In the UW analysis, fixing the problem made UAH’s MT data more similar to others, which is good. But if the correction also were to raise the LT trend, it would make the lack of agreement worse not better, by increasing the gap between RSS and UAH.
I am afraid this may be hard to follow, if you have not read the UW paper by Po-Chedley et al., and if you perhaps are not very familiar with the multiple MT and LT data sets.
Please read my comments on the newer thread, starting with this one, and noting the one to Roy with four numbered points.
A political question regarding Nuccitelli (and John Cook); has Dana’s job at Tetratech, a company that designs and builds green projects, ever been mentioned as a COI? or John Cook’s job as head of U of Queensland’s sustainability program? Am I missing something?
like Obama’s co-founding of the Chicago Carbon exchange?
This is just how desperate the authors of the misanthropic anti-science “consensus agenda” have become; IE the CFR types… the IPCC owners; the controllers of the proverbial one-percent and their minions.
“It’s a big club, and We ain’t in it.” -George Carlin
I come down heavily on the side of observation and experience weighed against practical experimentation; the so-called “AGW” zealots have absolutely nothing to suggest that mankind’s contribution to Earth’s climate is significant now, or ever will be.
We (people) may bungle more than we fix on average in our daily lives, but recall the allegory of Edward Teller’s suggestion that runaway thermonuclear reactions might “set the Earth’s atmosphere on fire”- but, HOW cooler heads like Drs. Oppenheimer, Bethe, and Fermi prevailed 80 years ago, and that fission and fusion research both continued, despite rumors and clearly-exaggerated risks of danger.
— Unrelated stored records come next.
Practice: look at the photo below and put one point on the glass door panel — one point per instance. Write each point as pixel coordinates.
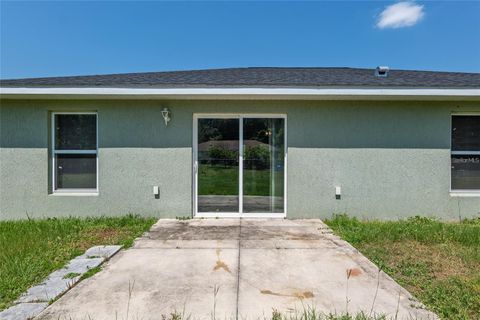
(218, 165)
(263, 165)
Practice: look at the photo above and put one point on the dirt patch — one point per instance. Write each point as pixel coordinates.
(354, 272)
(440, 261)
(296, 294)
(101, 235)
(219, 264)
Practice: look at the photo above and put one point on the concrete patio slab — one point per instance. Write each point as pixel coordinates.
(23, 311)
(235, 269)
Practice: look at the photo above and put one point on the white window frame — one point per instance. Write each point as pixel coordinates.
(240, 213)
(72, 191)
(461, 192)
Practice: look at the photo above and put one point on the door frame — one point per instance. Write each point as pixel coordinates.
(239, 214)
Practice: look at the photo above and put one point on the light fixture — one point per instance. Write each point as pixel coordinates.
(166, 116)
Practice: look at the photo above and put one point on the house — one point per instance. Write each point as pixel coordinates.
(242, 142)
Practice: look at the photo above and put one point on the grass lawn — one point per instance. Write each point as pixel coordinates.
(218, 180)
(31, 249)
(439, 263)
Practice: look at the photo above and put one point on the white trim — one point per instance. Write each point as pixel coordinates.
(238, 93)
(75, 192)
(69, 191)
(460, 192)
(465, 193)
(465, 153)
(240, 164)
(240, 213)
(75, 151)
And- allow me to add in closing, that Hansen, Mann, and Pachauri (et al) certainly aren’t “Tellers.”
Dr. Lindzen’s estimates about general forcing and of minimal, negative feedbacks have proven to be quite true, and the very fact that he is still demonized to this day by the kooks who write these anti-scientific hit-pieces is just further proof that the whole “AGW Agenda” is utterly bankrupt, and that their architects and their followers alike are perhaps the craziest kind of bat-droppings-stupid in Human history.
“Temperatures all set to run away now; hot Hot HOT!!!”
Really? No.
I’ll also side with Dr. Giaever, thank you very much; that given that the planet has fluctuated between climate “extremes” that evidently induced and nurtured life for billions of years (despite repeated cataclysmic celestial and terrestrial events and extinctions), is proof that our planet’s climate is particularly and remarkably stable.
The Guardian isn’t even believable as a trash-rag or tabloid; you guys can count all such bare-naked ad hominem attacks as badges of honor.
Enjoy and Beware
To policy analysts Rolling Stoned 25 years ago by Spencer & Christy’s pseudomagisterial op-ed in Science , Roy’s rejection of the scientific common wisdom on climate change less recalls the revolutionary Gasrobacter pylori hypothesis than Steve Martin’s contention in his SNL medieval medico skit that ulcers are caused by a small demon or frog in the stomach.
Well, Russell, do you you not think that it is remarkable how closely UAH and balloon radiosondes track? I had not known this. Had you?